Ce n'est pas le lieu, ni le moment. Bien qu'il me manque aussi. Avec un léger sourire sur le visage, il souffle un « d'accord » à peine audible. Son regard passe de mes yeux à ma bouche. Je vois le bout de sa langue passer entre ses lèvres mais il ne fait rien. J'ai envie de l'embrasser et je sais que lui aussi, mais aucun de nous ne bouge. Ce n'est pas le lieu. Je ne veux pas que ça se passe comme ça. Pas maintenant.

— Je dois...

Son regard remonte vers le mien juste à temps pour que je me reprenne.

— Je dois retrouver les filles. Enfin... les rejoindre... continuer... hum... notre journée shopping.

Il a un léger rire.

— D'accord.

Il baisse les yeux vers mes mains qui tiennent mes sachets. Je vois son regard s'attarder plus longtemps sur ma main droite qui tient mon sac de lingerie Aubade. Ses lèvres esquissent un sourire à vous faire perdre vos sous-vêtements. Je passe d'un pied à l'autre pour ne pas me rappeler de la sensation de ses mains qui me déshabillent.
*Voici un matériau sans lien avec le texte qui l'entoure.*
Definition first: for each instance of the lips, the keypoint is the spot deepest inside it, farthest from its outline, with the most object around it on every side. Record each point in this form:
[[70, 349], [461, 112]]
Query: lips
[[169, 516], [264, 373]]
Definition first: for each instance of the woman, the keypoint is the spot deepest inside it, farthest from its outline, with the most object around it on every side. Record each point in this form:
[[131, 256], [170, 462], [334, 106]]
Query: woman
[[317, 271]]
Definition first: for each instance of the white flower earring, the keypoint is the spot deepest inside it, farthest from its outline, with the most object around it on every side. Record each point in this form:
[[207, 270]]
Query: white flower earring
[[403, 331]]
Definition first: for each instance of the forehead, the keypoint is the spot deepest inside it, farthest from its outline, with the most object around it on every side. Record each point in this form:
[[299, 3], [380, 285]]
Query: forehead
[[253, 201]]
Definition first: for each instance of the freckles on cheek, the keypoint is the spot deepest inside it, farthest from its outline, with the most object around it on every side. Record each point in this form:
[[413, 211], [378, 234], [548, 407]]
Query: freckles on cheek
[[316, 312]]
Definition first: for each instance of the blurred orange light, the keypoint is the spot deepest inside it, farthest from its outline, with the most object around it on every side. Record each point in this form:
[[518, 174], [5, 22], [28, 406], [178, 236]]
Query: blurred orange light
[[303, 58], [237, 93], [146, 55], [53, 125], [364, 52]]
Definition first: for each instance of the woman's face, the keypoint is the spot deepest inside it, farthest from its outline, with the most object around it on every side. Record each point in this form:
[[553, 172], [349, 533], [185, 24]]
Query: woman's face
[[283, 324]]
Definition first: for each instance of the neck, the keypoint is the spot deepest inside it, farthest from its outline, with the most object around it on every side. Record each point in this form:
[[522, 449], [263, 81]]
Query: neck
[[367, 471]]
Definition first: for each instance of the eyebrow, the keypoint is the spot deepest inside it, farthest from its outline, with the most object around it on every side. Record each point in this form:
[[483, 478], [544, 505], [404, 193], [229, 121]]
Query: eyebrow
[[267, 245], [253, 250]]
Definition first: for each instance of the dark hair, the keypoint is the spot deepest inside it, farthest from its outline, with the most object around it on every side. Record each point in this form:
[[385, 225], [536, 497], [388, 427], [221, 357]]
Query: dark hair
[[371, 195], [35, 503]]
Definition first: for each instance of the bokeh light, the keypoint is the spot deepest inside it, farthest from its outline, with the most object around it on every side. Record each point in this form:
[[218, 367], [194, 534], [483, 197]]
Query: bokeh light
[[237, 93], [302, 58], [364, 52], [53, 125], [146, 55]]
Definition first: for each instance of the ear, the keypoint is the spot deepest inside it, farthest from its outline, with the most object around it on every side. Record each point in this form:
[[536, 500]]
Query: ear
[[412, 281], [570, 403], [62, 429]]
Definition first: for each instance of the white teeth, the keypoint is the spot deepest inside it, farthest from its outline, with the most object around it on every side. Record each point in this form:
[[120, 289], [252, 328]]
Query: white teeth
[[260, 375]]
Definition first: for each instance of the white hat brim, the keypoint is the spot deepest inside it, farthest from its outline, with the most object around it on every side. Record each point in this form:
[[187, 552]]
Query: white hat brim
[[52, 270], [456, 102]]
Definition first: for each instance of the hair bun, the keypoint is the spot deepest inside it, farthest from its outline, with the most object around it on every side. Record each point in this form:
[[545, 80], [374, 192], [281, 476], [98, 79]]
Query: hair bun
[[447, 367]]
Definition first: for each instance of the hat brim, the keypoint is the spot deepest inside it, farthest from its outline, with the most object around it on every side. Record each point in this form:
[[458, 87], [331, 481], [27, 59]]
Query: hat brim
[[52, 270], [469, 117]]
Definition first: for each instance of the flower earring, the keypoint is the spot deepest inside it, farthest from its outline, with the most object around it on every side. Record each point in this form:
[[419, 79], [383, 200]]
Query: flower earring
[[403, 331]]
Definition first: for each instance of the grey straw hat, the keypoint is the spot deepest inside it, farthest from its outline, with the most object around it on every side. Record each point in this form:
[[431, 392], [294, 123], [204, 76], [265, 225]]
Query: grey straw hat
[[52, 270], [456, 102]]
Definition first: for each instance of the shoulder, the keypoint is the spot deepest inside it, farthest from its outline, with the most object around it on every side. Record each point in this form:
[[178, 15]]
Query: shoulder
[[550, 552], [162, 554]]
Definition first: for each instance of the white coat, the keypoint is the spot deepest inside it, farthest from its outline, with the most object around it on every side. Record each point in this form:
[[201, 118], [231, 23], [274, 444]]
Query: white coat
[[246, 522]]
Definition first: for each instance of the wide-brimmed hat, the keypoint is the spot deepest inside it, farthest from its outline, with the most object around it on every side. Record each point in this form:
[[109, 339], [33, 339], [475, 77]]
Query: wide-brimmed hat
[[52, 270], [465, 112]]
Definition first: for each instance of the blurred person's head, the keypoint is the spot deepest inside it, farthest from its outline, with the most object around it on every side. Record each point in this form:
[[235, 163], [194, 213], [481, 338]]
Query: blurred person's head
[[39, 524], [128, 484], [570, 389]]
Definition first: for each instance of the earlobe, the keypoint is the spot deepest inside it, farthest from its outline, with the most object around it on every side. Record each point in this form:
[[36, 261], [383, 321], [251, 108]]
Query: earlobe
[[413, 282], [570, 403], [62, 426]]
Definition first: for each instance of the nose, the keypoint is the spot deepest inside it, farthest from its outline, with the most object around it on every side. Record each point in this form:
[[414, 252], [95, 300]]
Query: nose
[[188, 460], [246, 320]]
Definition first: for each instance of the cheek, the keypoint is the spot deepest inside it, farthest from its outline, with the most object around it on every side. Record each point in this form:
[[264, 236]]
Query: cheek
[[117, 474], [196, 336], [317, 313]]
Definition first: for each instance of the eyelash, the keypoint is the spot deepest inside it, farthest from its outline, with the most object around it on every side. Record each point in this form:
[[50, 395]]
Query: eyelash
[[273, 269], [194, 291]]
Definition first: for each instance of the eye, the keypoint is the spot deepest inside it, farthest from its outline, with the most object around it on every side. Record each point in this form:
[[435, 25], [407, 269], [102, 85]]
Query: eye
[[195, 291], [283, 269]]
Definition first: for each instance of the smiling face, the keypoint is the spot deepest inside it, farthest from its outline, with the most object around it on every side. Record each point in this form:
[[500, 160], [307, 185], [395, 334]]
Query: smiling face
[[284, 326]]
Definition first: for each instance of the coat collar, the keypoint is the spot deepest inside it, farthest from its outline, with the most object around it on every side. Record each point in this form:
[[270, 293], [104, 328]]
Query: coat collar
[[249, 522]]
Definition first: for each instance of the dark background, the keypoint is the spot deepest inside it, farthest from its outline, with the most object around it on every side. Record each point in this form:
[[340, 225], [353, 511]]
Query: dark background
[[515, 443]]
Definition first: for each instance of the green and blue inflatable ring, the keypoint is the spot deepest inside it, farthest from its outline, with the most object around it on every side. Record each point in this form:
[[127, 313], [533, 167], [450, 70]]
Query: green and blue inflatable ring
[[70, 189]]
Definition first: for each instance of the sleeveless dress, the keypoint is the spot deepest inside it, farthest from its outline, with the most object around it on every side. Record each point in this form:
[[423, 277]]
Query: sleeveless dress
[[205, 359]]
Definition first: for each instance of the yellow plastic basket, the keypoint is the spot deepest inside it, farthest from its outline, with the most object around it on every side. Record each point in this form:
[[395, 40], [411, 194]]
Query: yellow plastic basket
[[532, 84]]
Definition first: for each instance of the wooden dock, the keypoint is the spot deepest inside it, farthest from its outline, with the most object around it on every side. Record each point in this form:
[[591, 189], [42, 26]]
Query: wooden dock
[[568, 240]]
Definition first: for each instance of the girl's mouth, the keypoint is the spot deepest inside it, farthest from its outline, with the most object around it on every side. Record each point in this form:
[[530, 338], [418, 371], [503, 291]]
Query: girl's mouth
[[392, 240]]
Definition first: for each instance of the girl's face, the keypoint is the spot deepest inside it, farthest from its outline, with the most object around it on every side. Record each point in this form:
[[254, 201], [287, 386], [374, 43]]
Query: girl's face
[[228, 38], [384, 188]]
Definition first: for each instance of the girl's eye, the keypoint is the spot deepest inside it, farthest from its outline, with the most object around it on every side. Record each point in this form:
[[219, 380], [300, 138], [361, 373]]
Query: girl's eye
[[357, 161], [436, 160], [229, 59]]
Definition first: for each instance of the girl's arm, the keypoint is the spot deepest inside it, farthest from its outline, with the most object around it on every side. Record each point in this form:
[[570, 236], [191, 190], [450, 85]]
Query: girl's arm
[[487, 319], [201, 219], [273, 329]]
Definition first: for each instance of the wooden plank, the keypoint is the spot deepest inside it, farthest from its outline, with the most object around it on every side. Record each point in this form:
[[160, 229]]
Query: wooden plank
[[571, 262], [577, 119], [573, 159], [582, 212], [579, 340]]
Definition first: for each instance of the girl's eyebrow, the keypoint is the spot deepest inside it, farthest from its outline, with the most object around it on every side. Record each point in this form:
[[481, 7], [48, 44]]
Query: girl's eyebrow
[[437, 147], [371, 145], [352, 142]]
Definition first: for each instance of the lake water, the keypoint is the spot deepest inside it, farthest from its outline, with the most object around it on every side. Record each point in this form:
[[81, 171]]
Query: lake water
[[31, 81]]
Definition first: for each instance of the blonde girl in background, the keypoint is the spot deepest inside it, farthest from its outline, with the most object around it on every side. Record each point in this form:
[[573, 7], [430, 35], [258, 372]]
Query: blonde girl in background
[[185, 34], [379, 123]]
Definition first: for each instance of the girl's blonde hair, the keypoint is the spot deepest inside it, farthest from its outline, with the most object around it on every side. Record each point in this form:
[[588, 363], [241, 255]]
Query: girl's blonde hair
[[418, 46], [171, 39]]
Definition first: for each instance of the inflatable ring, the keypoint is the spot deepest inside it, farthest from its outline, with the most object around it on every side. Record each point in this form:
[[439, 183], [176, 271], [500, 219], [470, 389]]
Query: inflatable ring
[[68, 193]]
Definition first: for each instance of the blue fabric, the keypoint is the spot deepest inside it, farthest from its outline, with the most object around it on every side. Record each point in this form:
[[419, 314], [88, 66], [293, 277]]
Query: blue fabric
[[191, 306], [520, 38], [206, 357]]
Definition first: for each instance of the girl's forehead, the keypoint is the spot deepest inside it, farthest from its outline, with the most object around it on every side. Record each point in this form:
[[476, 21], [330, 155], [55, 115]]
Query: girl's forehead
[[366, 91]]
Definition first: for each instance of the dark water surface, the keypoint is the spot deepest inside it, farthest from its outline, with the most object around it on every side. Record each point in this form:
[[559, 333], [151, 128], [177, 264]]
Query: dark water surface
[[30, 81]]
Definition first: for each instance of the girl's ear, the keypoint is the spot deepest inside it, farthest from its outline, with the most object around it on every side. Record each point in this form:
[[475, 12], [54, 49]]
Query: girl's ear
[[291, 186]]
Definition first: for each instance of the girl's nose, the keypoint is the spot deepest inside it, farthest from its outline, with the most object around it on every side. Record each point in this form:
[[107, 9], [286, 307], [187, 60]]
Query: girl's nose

Sans un mot de plus, il pose sa main dans mon dos pour me guider jusqu'à nos amis. Nos amis qui nous lancent des regards entendus et des petits sourires en coin. Une bande de traîtres.

— T'as terminé, demande Palmer, qu'on puisse faire à nouveau semblant de travailler.

Drew lui donne une petite claque derrière la tête.

— Tu vas retourner à l'accueil toi.

Palmer grogne en se frottant la tête et lève les yeux au ciel.

— A bientôt les filles, il dit en s'éloignant.

— Passez le bonjour à Stuart et Jules, leur demande Drew en laissant sa main glisser le long de mon bras pour serrer légèrement mes doigts avant de s'en aller.

Nous les regardons s'éloigner, Palmer dit quelque chose à Drew et a droit à une autre claque derrière la tête avant que Drew ne se tourne vers nous et nous fasse un petit signe du menton.

— Il n'y a rien entre vous, n'est-ce pas ? fait Sophia d'un ton entendu.

— Je ne sais plus où j'en suis les filles. Et tout ça n'est que de ta faute, j'ajoute en pointant Sophia du doigt.

Elle prend un air surpris.

— Ne fais pas l'innocente. Maintenant si vous voulez bien, je préfère qu'on n'en parle plus pour l'instant.

— D'accord, mais j'ai une proposition à te faire. Palmer nous a parlé d'un nouveau cours de self-défense que propose nos chers amis en uniforme. Tu viendras avec moi.

— C'est une proposition ou un ordre ?

Sophia me sourit largement et passe un bras autour de mes épaules.

— On va dire que c'est une proposition qui ne se refuse pas.

Elle a de la chance que ça m'intéresse.